1.- Voir Human Rights Watch, Shattered Lives : Sexual Violence during the Rwandan Genocide and its aftermath (septembre 1996); Catherine A, Mackinnon, "Rape, Genocide and Women's Human Rights" (1994) 17 Harvard Women's L.J. 5,6-8; Africa Rights, Death, Despair and Defiance (septembre 1994); Avega Agohozo, Étude sur la violence faite aux femmes, décembre 1999.

2.- Aux termes de la Convention pour la prévention et la répression du crime de génocide.

3.- Voir Patricia Viseur Sellers, Substantive and Procedural Aspects of International Criminal Law, chapitre 7D, "The Context of sexual violence : Sexual

violence as violations of International Humanitarian Law".

4.- Le Procureur c. Anto Furundzija, (dossier n° IT-95-17/1-AR73), jugement, 10 décembre 1998.

5.- Le Procureur c. Delalic et al. (dossier n° IT-96-21-T), jugement, 16 novembre 1998.

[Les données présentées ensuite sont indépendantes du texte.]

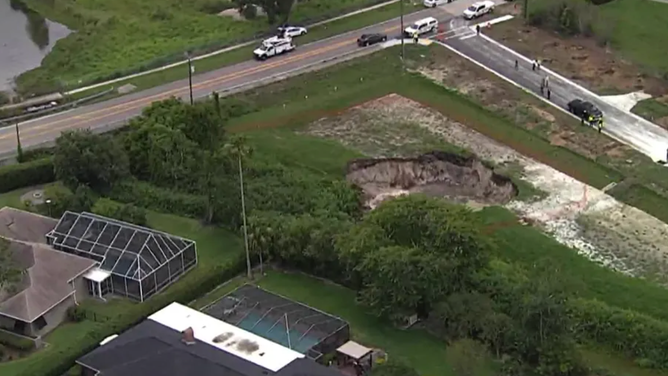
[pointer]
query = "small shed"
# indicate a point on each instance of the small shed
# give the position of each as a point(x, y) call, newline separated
point(353, 354)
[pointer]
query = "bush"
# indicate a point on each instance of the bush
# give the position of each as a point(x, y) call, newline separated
point(634, 334)
point(123, 212)
point(193, 285)
point(160, 199)
point(76, 314)
point(16, 342)
point(26, 174)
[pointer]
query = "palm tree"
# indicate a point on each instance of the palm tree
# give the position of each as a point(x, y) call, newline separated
point(238, 148)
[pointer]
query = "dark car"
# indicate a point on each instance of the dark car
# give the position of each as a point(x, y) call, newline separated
point(584, 110)
point(369, 39)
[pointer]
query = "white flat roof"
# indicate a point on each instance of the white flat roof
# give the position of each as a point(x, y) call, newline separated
point(354, 350)
point(97, 275)
point(235, 341)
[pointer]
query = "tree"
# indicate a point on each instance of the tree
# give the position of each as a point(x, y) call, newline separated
point(238, 149)
point(84, 158)
point(411, 252)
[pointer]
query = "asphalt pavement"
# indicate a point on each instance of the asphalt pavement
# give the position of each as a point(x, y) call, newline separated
point(115, 112)
point(628, 128)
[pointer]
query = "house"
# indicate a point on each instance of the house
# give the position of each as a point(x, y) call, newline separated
point(50, 281)
point(180, 341)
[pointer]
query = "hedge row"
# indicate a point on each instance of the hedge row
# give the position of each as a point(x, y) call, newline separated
point(16, 342)
point(159, 199)
point(193, 285)
point(26, 174)
point(637, 335)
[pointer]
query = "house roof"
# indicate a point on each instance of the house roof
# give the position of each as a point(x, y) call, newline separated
point(156, 349)
point(45, 283)
point(24, 226)
point(354, 350)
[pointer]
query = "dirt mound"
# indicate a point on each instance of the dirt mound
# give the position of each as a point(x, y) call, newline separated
point(438, 174)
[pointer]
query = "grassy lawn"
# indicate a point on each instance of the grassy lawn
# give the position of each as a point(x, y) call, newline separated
point(639, 27)
point(244, 53)
point(651, 108)
point(124, 37)
point(64, 335)
point(422, 351)
point(527, 245)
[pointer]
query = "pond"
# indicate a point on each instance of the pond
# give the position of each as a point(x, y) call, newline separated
point(25, 38)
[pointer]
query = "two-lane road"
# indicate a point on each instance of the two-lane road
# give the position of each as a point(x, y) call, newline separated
point(115, 112)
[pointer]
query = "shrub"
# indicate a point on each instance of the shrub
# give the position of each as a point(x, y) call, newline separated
point(123, 212)
point(160, 199)
point(76, 314)
point(15, 341)
point(26, 174)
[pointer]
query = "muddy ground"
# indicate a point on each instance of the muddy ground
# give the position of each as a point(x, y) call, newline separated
point(461, 179)
point(583, 60)
point(624, 238)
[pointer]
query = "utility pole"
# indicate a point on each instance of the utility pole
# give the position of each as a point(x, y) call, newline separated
point(526, 9)
point(19, 149)
point(243, 214)
point(403, 48)
point(190, 77)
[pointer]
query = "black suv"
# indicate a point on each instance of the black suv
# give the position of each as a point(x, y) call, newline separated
point(584, 110)
point(369, 39)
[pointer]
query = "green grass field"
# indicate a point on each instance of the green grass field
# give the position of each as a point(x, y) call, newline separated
point(123, 37)
point(639, 27)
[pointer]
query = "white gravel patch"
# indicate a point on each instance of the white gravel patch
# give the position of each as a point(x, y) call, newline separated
point(577, 215)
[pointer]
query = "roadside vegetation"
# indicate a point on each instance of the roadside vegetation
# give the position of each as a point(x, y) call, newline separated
point(515, 298)
point(114, 39)
point(632, 28)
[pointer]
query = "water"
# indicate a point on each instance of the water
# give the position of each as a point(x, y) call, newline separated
point(25, 38)
point(277, 333)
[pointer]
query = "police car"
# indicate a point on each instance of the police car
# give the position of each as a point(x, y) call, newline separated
point(586, 111)
point(478, 9)
point(272, 47)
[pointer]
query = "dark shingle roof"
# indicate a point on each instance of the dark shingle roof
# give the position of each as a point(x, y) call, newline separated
point(46, 281)
point(153, 349)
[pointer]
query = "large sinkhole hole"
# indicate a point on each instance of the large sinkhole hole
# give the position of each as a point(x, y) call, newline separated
point(438, 174)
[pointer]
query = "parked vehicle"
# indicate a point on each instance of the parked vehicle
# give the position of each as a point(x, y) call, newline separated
point(272, 47)
point(479, 9)
point(291, 31)
point(369, 39)
point(586, 111)
point(435, 3)
point(423, 26)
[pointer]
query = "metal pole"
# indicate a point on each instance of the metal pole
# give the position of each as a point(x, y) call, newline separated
point(403, 49)
point(190, 79)
point(526, 9)
point(243, 214)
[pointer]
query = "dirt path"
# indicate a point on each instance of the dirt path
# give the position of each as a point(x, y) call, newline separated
point(579, 216)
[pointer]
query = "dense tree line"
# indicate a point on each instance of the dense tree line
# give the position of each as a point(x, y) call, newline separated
point(416, 255)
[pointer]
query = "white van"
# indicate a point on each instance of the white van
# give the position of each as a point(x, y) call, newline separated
point(272, 47)
point(435, 3)
point(423, 26)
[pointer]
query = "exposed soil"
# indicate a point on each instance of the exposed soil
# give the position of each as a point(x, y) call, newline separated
point(580, 59)
point(452, 71)
point(438, 174)
point(567, 207)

6.- Le Procureur c. Kunarac et al. (dossier n° IT-96-23/2), jugement, 22 février 2001.

7.- Jugement Akayesu, par. 688.

8.- Jugement Akayesu, par. 121.


9.- Voir à ce propos l'essai de Barbara Bedont, "Gender Specific Provisions in the Statute of the ICC", in F. Lattanzi et W. Schabbs (dir.), Essays on the Rome Statute of the International Criminal Court, Naples : Editorials Scientifica, 1999.

10.- Le Procureur c. Édouard Karemera et consorts (affaire n° ICTR-98-44-1).

11.- Le Procureur c. Semanza (affaire n° ICTR-97-20-1).

12.- Le Procureur c. Samuel Imanishimwe et consorts (affaire n° ICTR-99-46-T).

13.- Le Procureur a tenté d'interroger le témoin sur les actes de violence sexuelle, mais la défense s'y est opposée et les juges ont donné raison à cette dernière. Le Procureur avait plus tôt au cours du procès retiré une demande de modification de l'acte d'accusation visant à porter de nouvelles accusations pour violences sexuelles.

14.- Le Procureur c. Omar Sherushago (affaire n° ICTR-98-39)

15.- Comme lors des procès Akayesu et Cyangugu.